F56NEWMINI用内装パーツカスタマイズメーター
F56NEWMINI用内装パーツカスタマイズメーター

ステンレスパネルが自動車用のドレスアップパーツに採用される場合、“ヘアライン加工”は定番です。しかしそのヘアラインにも色々ある中で「横方向のヘアライン」の部品ばかりなのが現実です。○○のひとつ覚えとばかりに猫も杓子も横方向のヘアラインの嵐・・・。まあ加工コストは安いし、見栄えもいいから当然といえば当然です。

 

今回、MINIMAXが最初にお届けするラインナップ内のステンレスパネルには全て「スピン加工」のヘアラインを入れています。高級時計の盤面に採用されているアレです。
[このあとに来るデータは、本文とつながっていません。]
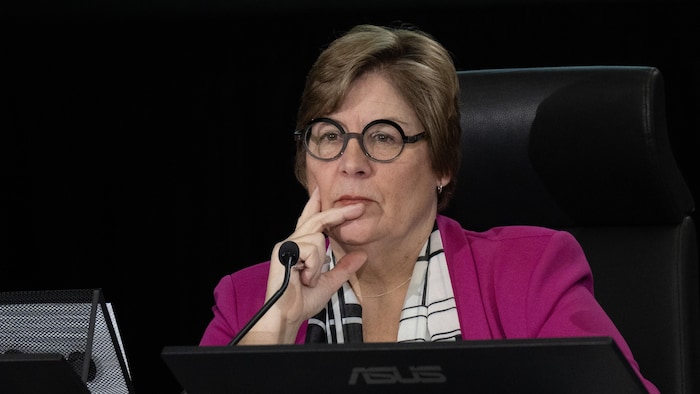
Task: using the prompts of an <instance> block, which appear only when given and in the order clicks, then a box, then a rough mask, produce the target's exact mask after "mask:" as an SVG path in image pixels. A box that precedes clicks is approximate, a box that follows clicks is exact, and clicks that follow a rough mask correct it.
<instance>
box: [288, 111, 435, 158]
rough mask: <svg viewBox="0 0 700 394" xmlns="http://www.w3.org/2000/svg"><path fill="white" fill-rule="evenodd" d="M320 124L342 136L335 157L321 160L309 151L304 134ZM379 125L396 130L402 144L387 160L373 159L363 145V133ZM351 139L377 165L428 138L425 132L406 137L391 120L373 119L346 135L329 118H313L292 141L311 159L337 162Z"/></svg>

このスピン加工の特徴は、その妖艶な光の反射にあります。車のメーターにこのスピン加工を施した盤面を採用した場合、夜間の街灯反射は秀逸で、ついつい訳もなく夜に出掛けてしまいたくなるほどの美しい輝きを放ってくれます。パイロットランプの光も相まって、その妖しげなムードは筆舌に尽くし難い魅力があるのです(誰よりも早くこの魅力を味わっているという現実は、制作者のみに与えられた役得以外の何ものでもありません)。

 

今後も、このスピン加工のような特殊加工の採用や新たなマテリアルの吟味に時間を費やしていくつもりです。いつまでも同じモノを造り続けるのは芸が無いしツマラナイ。F56という完成された車に奢るにふさわしいゲージとはなにか、これからもしばらく追求をしていこうと思っています。